A Construtora Tenda, responsável pelo residencial Messejana Parque da Lagoa I, informou, em nota, que “o empreendimento possui licenças e projetos devidamente aprovados pelos órgãos municipais competentes, inclusive com a previsão de medidas mitigatórias voltadas à minimização dos impactos de drenagem já existentes na região”.
Conforme as autorizações emitidas, está prevista a execução de obras de macrodrenagem, “incluindo o alargamento do canal existente, com o objetivo de contribuir para a melhoria do escoamento hídrico local”.
“A iniciativa reforça o compromisso da companhia com a implantação responsável do empreendimento e com a adoção de soluções urbanísticas e ambientais voltadas à mitigação dos impactos da região”, declarou a Tenda.
A empresa acrescentou que segue acompanhando as condições locais e permanece à disposição para quaisquer esclarecimentos.
Obra é crime ambiental?
Há desconfiança dos moradores de que houve um crime ambiental por parte da construtora. A Seuma afirmou, em nota, que o empreendimento não é em uma área de proteção ambiental.

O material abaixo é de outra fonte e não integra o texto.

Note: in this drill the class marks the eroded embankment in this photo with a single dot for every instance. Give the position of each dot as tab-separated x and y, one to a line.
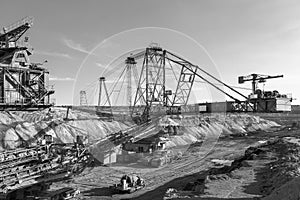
24	128
201	127
17	128
266	171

A Pasta detalha que somente uma parte do projeto, referente às obras de drenagem no entorno, está inserida na “Zona de Preservação Ambiental 1”, que indica “Faixa de Preservação Permanente dos Recursos Hídricos”.
“Esse projeto de execução foi aprovado pelo Conselho Municipal de Meio Ambiente (Comam), órgão colegiado composto por entidades governamentais, universitárias e sociedade civil, que atua de modo consultivo e deliberativo em questões relativas à política ambiental da cidade. As licenças foram solicitadas em 2022. A obra possui alvará de construção válido”, detalhou, em comunicado.